Written by Sébastien Malo, CNN
The big question when it comes to car buying is “how much?” A used car typically costs anywhere from $10,000 (500 British pounds) to $100,000 (2 million British pounds). Of course, this assumes the car is healthy. That said, before you even buy, there are some important things to keep in mind.
1. Car price is not the whole story
Just because a car is listed on the open market for cheap doesn’t mean it’s cheap for everyone. There’s a difference between a car that’s on a used car site and is actually in private hands.
“Even a brand new car like a Lexus is typically only discounted by 15-20%,” says Kurt Schueller, vice president of National Accounts at InsureMyTrip.com . It’s usually due to advertising gimmicks and marketing.
Purchasing a used car from a reputable auto company is actually the best way to save money on your car purchase.
Before buying a used car, look for current market values. You can compare prices within your area, search for certified pre-owned cars on car sites, and even check the R.V.A. Certified Pre-Owned list for your state.
There are also a number of articles you can find on buying and selling cars online , outlining specific ways to save on used car prices
2. Compare the trade-in, depreciation, and credit
The value of your old car depends on what is currently in the market. If you’re buying a used car, you can expect it to depreciate within a few months, but this depreciation won’t necessarily increase after the sale.
“If you’re buying a new car, you’re going to get a great deal if you trade in an old car, but if you buy a used car and bring it in as a trade-in, it’s the exact same car, so you don’t get a great deal,” says automotive expert Sibongink He.
The depreciation factor comes from the fact that most used cars are brand new, so they depreciate faster.

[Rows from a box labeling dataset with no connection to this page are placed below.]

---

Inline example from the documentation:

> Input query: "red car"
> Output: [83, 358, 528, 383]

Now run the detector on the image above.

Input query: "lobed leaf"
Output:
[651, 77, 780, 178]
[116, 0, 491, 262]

It’s also important to look at how much trade-in value the seller is going to get.
“It’s fair to say the less you trade in your own car, the more it’ll cost you to purchase it,” says Buick Expert Mark Flasher .
Another important piece of information is the credit score. When a dealer takes possession of a car, the dealership will take a look at your credit and estimate your monthly car payment based on your score. According to the Federal Trade Commission (FTC), the creditworthiness of a person and his or her ability to repay a loan are factors when a bank decides to finance a vehicle. If your credit score is as low as 580, it’s going to cost you.
“We definitely advise people to check their credit. If your credit is low, you will have to deal with a higher interest rate on your car loan,” says Schueller.
3. Buy the right car
Part of the decision-making process lies in the engine size and color of the vehicle you’re looking to buy.
There are a number of general advice for choosing the right car. Smaller cars are considered lighter, which means you won’t need a lot of fuel. They’re also more fuel efficient, so they save you money on your daily commute.
“You can save a lot on fuel with a smaller car, and the load factor, which is the amount of weight you put on your car in a year, is reduced,” says Sibongink He.
When it comes to the color of your new car, check the common colors and go with something like silver. This is also a good color for your eyes.
Remember, the advertised “dollar-for-dollar” savings on cars isn’t necessarily true. Buying the car you’re looking for should be your first step to saving money. Buy a car that’s likely to be more reliable and stay within its annual wear and tear.
4. Never buy an older car
Even though a car is technically brand new, it might need more than just a paint job and some new hardware. This might include warranties for both the vehicle and the brand. If you live in a major city or a rural area, a car can also probably repair itself. Of course, if the car is a rental, always be careful to follow the maintenance instructions.